Jeder Mensch hat Angst. Ab wann spricht man von Angststörung?
Eine Angststörung beginnt, wo Angst auftritt, obwohl sie unangemessen ist. Außerdem ist das Angstgefühl dann so stark, dass die betroffene Person in ihrem Handeln beeinträchtigt ist und darunter leidet. Lassen Sie mich das an einem Beispiel deutlich machen: Viele Menschen fürchten die Blutabnahme bei einer medizinischen Untersuchung. Die meisten Menschen lassen sich trotzdem darauf ein, wenn es nötig ist. Bei manchen Personen kann die Angst davor jedoch so schlimm sein, dass sie sich nicht mehr in die Arztpraxis trauen. So eine Beeinträchtigung bezeichnen wir als Angststörung.
Menschen mit sozialer Angststörung haben teilweise mit noch viel alltäglicheren Situationen Schwierigkeiten, etwa wenn sie beim Bäcker Brötchen kaufen.
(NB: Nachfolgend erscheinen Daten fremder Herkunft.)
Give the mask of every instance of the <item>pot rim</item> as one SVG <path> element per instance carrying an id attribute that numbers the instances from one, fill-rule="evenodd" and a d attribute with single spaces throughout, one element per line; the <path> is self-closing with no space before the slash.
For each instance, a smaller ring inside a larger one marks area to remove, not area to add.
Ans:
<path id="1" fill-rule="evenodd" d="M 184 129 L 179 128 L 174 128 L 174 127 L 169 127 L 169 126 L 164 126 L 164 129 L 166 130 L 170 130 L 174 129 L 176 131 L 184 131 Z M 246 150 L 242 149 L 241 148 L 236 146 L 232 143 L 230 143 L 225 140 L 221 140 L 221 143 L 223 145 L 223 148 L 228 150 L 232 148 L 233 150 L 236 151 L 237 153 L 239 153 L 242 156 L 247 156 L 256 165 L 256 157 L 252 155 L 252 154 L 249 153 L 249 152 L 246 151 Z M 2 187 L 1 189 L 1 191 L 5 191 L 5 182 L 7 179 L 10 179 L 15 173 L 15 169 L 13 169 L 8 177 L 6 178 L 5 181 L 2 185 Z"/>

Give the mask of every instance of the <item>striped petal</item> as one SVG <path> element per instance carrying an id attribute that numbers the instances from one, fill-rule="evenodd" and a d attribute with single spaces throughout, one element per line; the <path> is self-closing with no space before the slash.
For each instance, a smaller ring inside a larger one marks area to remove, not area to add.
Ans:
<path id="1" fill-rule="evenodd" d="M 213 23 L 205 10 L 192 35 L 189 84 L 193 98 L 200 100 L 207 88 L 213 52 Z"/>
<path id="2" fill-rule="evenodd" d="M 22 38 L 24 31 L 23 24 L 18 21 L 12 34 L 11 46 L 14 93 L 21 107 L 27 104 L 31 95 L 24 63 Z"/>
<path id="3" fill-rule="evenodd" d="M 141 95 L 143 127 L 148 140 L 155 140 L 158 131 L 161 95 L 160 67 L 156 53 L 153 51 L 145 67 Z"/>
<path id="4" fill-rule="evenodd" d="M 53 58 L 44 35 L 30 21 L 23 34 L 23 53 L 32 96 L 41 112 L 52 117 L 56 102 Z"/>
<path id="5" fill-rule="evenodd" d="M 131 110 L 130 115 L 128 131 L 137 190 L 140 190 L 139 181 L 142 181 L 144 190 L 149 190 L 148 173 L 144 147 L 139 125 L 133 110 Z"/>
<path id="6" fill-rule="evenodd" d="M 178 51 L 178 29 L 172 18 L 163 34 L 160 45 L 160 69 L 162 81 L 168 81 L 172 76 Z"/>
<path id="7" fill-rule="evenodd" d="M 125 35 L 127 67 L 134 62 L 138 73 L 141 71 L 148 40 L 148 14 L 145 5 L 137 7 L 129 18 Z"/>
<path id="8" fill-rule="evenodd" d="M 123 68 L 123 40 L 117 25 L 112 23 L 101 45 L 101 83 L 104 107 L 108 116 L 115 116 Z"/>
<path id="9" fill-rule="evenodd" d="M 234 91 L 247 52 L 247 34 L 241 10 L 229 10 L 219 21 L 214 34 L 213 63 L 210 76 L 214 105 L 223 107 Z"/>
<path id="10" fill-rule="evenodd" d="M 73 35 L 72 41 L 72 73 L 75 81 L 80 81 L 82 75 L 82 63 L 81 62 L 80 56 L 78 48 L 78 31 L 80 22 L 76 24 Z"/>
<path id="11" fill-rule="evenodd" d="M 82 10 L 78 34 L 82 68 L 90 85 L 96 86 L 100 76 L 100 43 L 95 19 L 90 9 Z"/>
Was löst in so einem Fall die Angst aus?
Sozialängstliche Menschen wollen ein bestimmtes Bild von sich projizieren. Sie befürchten jedoch, dass dies ihnen nicht gelingt und glauben, dass ihr Scheitern schwerwiegende negative Konsequenzen hat. Das Beispiel mit dem Bäcker ist zwar eher selten, aber durchaus denkbar. Stellen Sie sich vor, Sie gehen zum Bäcker und möchten dort als ganz normale Person wirken. Nun befürchten Sie aber, so aufgeregt zu sein, dass es den Verkäufern auffällt und die daraufhin einen sehr merkwürdigen Eindruck von Ihnen bekommen. Schließlich haben Sie die Sorge, sich dort nie mehr blicken lassen zu können. Hier tritt ganz klar eine Bewertungsangst auf.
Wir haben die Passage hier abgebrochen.